The Original Biohack
We go about this human experience learning to eat, sleep, move, feel, think, and be with others. How we learn these collections of inputs shape who we are – physically, emotionally, and cognitively. That development of self shapes how we show up outwardly – the care of others, our work, and how we fill our creative thinking. Ever wonder why doomscrolling news content impacts your mood? Or if you are used to a fitness routine, you feel anxious when you miss a session or two? Or unexpected news can throw off your routine? This delicate design of inputs, how we process the world, and outputs, how we show up, is a recognized pattern. It occurs in nature, part of us, and applied to various systems.
For humans, this balance of inputs and outputs is maintained through a series of homeostatic processes. Our skin cells shed as new ones come to the surface. Garbage disposal cells are equally important to the generating ones in our bodily function. Consumption of information distilled to decision-making. This is simplified and broadstroke, but the balance is what keeps disease at bay.
Machines and technology are made to be faster, better, and cheaper, while following these same principles.
This makes our latest obsession with optimization a natural derivative. More are at our fingertips than ever. Ways to measure, protocols to follow, and new discoveries to try. This linear trajectory towards an end doesn’t feel quite right; are we losing core elements along the way? We are certainly a culture obsessed with measurement: our productivity, success, health, happiness, and more.
What happens when the measurement is more valuable than the experience?

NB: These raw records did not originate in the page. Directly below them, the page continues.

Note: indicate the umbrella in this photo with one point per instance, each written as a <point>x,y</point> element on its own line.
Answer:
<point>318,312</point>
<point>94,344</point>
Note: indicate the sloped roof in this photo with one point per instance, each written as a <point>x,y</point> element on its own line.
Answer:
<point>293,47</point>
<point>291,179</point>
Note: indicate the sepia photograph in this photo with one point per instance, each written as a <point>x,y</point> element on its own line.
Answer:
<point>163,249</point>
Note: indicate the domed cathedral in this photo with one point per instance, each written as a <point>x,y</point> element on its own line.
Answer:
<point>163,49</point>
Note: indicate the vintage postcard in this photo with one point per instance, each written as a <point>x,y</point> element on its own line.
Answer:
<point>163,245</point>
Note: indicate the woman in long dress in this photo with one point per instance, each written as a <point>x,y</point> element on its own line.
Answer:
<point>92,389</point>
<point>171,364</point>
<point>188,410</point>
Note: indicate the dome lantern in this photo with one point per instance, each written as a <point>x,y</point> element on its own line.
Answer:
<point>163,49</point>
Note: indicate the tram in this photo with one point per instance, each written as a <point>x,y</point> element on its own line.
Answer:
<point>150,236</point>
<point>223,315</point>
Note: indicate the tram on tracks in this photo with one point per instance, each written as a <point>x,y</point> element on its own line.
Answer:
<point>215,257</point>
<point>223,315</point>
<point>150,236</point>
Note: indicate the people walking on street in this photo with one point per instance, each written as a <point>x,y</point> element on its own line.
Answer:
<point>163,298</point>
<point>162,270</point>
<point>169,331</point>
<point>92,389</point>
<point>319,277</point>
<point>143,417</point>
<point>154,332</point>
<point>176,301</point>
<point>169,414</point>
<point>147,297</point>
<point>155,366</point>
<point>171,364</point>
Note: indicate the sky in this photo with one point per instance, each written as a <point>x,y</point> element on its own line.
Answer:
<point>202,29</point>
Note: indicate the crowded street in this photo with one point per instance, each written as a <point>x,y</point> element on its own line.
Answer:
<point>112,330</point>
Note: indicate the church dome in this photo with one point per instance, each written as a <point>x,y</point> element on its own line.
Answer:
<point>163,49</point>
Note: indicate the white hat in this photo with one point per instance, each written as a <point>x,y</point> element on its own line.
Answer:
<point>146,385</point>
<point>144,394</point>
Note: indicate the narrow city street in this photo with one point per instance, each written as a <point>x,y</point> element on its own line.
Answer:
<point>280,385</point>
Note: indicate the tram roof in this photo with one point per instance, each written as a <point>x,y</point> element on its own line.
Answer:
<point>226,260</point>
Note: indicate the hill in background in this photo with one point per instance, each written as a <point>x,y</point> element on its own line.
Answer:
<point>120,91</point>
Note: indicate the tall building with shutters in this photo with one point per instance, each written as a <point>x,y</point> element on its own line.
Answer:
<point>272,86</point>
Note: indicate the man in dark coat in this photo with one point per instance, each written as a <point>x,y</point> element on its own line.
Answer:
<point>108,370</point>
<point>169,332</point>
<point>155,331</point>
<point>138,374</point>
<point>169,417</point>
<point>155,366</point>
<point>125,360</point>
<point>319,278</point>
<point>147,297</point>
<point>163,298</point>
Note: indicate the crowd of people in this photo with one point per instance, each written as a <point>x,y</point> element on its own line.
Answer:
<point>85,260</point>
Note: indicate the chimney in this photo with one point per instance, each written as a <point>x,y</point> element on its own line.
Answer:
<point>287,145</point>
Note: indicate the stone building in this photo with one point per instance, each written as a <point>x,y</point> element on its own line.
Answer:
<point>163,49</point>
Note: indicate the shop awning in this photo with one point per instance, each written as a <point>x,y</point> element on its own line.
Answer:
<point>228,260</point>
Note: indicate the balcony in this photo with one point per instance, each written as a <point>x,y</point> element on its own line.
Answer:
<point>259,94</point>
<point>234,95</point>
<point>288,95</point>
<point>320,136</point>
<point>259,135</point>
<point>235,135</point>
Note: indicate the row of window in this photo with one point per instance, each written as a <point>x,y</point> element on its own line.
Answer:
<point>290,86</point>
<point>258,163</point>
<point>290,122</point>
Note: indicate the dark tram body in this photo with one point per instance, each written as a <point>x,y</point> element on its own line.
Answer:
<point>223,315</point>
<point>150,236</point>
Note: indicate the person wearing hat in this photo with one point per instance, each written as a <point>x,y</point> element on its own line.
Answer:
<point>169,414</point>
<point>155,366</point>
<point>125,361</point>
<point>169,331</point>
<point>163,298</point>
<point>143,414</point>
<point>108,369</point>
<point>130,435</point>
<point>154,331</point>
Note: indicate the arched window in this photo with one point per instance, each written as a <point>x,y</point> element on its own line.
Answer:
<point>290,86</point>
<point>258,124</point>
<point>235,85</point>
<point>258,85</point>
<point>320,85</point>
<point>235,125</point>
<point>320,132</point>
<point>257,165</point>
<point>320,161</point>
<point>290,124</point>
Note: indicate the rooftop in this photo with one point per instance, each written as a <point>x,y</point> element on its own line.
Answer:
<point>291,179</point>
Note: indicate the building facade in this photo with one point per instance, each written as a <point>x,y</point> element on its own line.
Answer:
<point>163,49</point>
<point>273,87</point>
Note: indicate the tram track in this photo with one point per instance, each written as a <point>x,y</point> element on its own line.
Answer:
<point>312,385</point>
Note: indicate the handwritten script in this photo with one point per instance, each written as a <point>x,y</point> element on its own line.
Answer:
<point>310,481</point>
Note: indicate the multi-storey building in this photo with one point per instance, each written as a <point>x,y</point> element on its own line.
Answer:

An unintended consequence of hitting goals and forgetting to actually sense the shift. Next thing you know, we focus on the measurement without knowing why, we rely only on data from our wearables rather than knowing how to sense our body.
Resilience is the capacity of a system to process, reorganize, and maintain core functions. Said differently, this input and output design is very much the concept of homeostasis. Coined by Walter B Cannon in the early 1920s to describe how the body maintains steady state in the face of dynamic changes.
When you look at the longevity of businesses, it is the adaptation of innovation in the face of change that makes it appear strategic and natural. Netflix, as an example, navigated the shift from DVD rentals to streaming without losing their customer base. They maintained homeostasis in the face of cultural shifts without losing their core identity (entertainment on demand) that resulted in a new output.
Goodhart's Law states that when a measure becomes a target, it ceases to become a good measure. In health, as we obsess with measurement and optimization, do we tip the balance too much, and lose the purpose.
The goals are the same, we want this human experience to be as long as it can be, free of ailments and suffering. But can we know the sweetness of life without the pain? What happens when we are optimized and unexpected events are seen as errors in code, panic buttons for escape, because it is not part of the decision algorithm.
Homeostasis, the flexible design that refines the setpoint of any system, ought to be the optimization framework for health and organizations.